- Born: 26 August 1902 Jodhpur, India
- Died: 5 February 1984 (aged 81)
- Spouse: Neni Kavur Bai
- Children: Five sons and three daughters
- Parent: Siremull Chordia/Sohanmull Chordia(adopted)
- Awards: Padma Shri Rotary For The Sake of Honour Award

= Mohanmullji Chordia =

Indian social worker

Mohanmull Chordia (26 August 1902 – 5 February 1984) was an Indian social worker, educationist, philanthropist, head of the Agurchand Manmull Bank and later Agurchand Manmull Pvt.Ltd (one of the oldest Marwari establishments in South India -established in 1847), the founder president of the Jain Society and the founder of Agurchand Manmull Jain College, Chennai, Tamil Nadu.

== Early life ==
He was born on 26 August 1902 in a Jain family at Nokha Chandawatan, Jodhpur state in the Indian state of Rajasthan to Siremull Chordia and did not get any formal education. In 1917, he was adopted by Udai Kavur Bai, the wife of Sohanmull Chordia (of The Agurchand Manmull Bank) His contributions were reported behind the establishment of several institutions such as Shri Shwethamber Sthankwasi Jain Educational Society, Shri Sthanakwasi Jain Pathsala, Shri Sohanmullji Chordia Charitable Dispensary, S. S Jain Boarding Home, A. G. Jain Higher Secondary School, Shri Jain Medical Relief Society and Neni Kavur Bai Maternity and Child Welfare Hospital, the last one in memory of his wife, Neni Kavur Bai.

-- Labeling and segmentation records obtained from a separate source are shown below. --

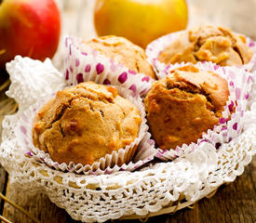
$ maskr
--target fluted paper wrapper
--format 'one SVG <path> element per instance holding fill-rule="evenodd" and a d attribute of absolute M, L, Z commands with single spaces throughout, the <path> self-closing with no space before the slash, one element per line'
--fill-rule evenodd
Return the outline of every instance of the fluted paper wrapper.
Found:
<path fill-rule="evenodd" d="M 64 78 L 67 85 L 93 80 L 103 85 L 123 86 L 130 89 L 133 95 L 144 96 L 155 81 L 102 56 L 80 38 L 66 37 L 65 47 Z"/>
<path fill-rule="evenodd" d="M 173 69 L 187 64 L 176 64 L 173 66 Z M 219 125 L 215 125 L 212 130 L 209 129 L 207 133 L 204 133 L 202 138 L 197 139 L 196 143 L 183 144 L 182 147 L 177 147 L 175 150 L 170 151 L 163 151 L 158 148 L 158 152 L 155 156 L 165 161 L 183 156 L 196 150 L 196 147 L 204 141 L 209 142 L 216 149 L 219 149 L 222 143 L 227 143 L 233 138 L 236 138 L 243 129 L 244 112 L 252 85 L 252 73 L 236 67 L 220 67 L 211 62 L 199 62 L 195 66 L 202 71 L 210 71 L 225 78 L 228 82 L 230 96 L 224 106 L 222 117 L 220 118 Z M 159 78 L 164 78 L 167 74 L 165 72 L 158 72 L 157 75 Z M 149 135 L 146 136 L 149 137 Z"/>
<path fill-rule="evenodd" d="M 160 53 L 171 43 L 171 41 L 179 38 L 180 34 L 187 32 L 187 31 L 181 31 L 172 33 L 167 35 L 164 35 L 147 46 L 146 48 L 146 55 L 152 66 L 154 67 L 156 75 L 159 72 L 166 72 L 168 73 L 170 70 L 172 70 L 175 66 L 174 64 L 165 64 L 158 60 L 158 57 Z M 253 42 L 250 38 L 246 37 L 246 42 L 248 46 L 253 53 L 253 56 L 250 61 L 248 64 L 244 64 L 243 66 L 239 66 L 238 68 L 244 68 L 246 71 L 253 72 L 256 70 L 256 43 Z M 157 76 L 159 78 L 159 76 Z"/>

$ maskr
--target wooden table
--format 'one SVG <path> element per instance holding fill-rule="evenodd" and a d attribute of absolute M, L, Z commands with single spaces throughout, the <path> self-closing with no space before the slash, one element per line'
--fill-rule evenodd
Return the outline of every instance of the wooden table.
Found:
<path fill-rule="evenodd" d="M 3 83 L 3 80 L 0 80 Z M 7 100 L 4 90 L 0 92 L 0 105 Z M 0 112 L 0 122 L 3 115 L 12 112 L 13 101 L 3 103 L 3 106 L 10 106 Z M 0 129 L 1 133 L 1 129 Z M 8 183 L 8 176 L 0 165 L 0 192 L 6 194 L 10 200 L 20 204 L 39 221 L 46 223 L 74 223 L 69 215 L 52 203 L 49 199 L 43 194 L 37 194 L 25 203 L 19 201 L 19 191 Z M 26 196 L 26 194 L 23 194 Z M 12 207 L 7 203 L 0 200 L 0 214 L 15 223 L 32 223 L 26 216 Z M 110 221 L 109 221 L 110 222 Z M 140 222 L 139 220 L 126 220 L 115 222 Z M 254 223 L 256 222 L 256 157 L 251 164 L 245 168 L 242 176 L 238 177 L 234 183 L 222 186 L 217 193 L 210 199 L 204 198 L 196 203 L 193 209 L 185 208 L 174 215 L 164 215 L 148 219 L 148 222 L 228 222 L 228 223 Z"/>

He was the recipient of the fourth highest Indian civilian award, the Padma Shri, from the Government of India, which he received in 1972. The Rotary International of Chennai awarded him the For The Sake of Honour in 1982 and the A. M. Jain College, conducts an annual cricket tournament, Padmashri Shri. Mohanmullji Chordia Gold Cup T20 tournament, for the colleges in Chennai. Mohanmullji Chordia died in 1983 at the age of 81, leaving behind five sons and three daughters.